Le seul point noir à cette transplantation était qu’il n’avait trouvé de travail que sur le secteur des Landes. Ce n’était pas loin mais il détestait ces longues routes droites et monotones bordées de pins à l’infini sur lesquelles il fallait garder ses phares allumés nuit et jour afin d’être vu des autres. Le Pays basque était moins plat et cela lui plaisait. Toutes proportions gardées, ces routes sinueuses aux paysages vallonnés lui rappelaient la montée vers le Bugey de son enfance, bien que La Rhune ne dépassât qu’à peine les 900 mètres d’altitude.

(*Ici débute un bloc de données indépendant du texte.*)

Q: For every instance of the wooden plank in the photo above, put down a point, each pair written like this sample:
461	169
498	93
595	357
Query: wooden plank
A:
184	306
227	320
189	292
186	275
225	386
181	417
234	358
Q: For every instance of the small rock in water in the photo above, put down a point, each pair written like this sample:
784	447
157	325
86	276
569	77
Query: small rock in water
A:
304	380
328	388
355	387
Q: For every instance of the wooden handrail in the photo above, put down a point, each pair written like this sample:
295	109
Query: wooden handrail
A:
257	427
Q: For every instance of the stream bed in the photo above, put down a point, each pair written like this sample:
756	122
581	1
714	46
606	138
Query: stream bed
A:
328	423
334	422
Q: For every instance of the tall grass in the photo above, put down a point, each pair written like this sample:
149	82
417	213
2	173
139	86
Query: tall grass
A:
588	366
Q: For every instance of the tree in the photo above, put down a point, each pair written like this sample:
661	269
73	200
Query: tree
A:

Il avait fait son nid ici, s’intégrant lentement et difficilement à une population autochtone fière et fermée à l’étranger. On naît Basusartar, on ne le devient pas ; tout comme on ne saurait devenir Basque même après des générations. Mais sa patience avait été un atout. Il menait une vie simple, tranquille, qui lui convenait parfaitement et lui avait permis de se fondre dans le paysage. Peut-être l’appelait-on « le Lyonnais » dans son dos, mais à défaut d’être un signe d’affection du moins était-ce avec une sorte d’indifférence bienveillante.
À défaut d’être pleinement heureux – pour autant que cela pouvait signifier quelque chose –, Frank avait passé un demi-siècle de vie sans véritable drame. Des parents qui se disputent régulièrement mais que seule la mort peut séparer, qui n’en a pas eu plus ou moins ? Il avait eu un chemin professionnel fluide, jalonné de promotions et de changements d’orientations volontaires toujours bénéfiques. Il avait connu des amours, aimé et été aimé en retour, et ne devait qu’à ses propres choix de n’en avoir sacralisé aucun par le mariage et la paternité.
C’était une vie simple et tranquille, sans histoire. Si quelqu’un avait eu l’idée saugrenue d’écrire sa biographie ou le court récit d’un épisode pris au hasard, il n’aurait eu rien à raconter et n’aurait pu qu’ennuyer le lecteur potentiel. Il savait tout cela et tout cela lui convenait parfaitement ainsi. Une vie sans histoire n’est pas nécessairement insipide, la régularité peut être une forme de confort tout à fait appréciable.
Il n’était même pas égoïste ; il aimait les gens et se montrait toujours disponible, serviable, prêt à venir en aide à qui en avait besoin. Amis comme inconnus. À défaut de véritablement croire en l’humanité, du moins espérait-il en elle. Tout cela était flou dans son esprit, cependant c’était un élan du cœur qui ne souffrait aucune restriction. N’étant pas idiot, il n’attendait rien en retour, ce qui lui permettait de n’être jamais déçu par quiconque.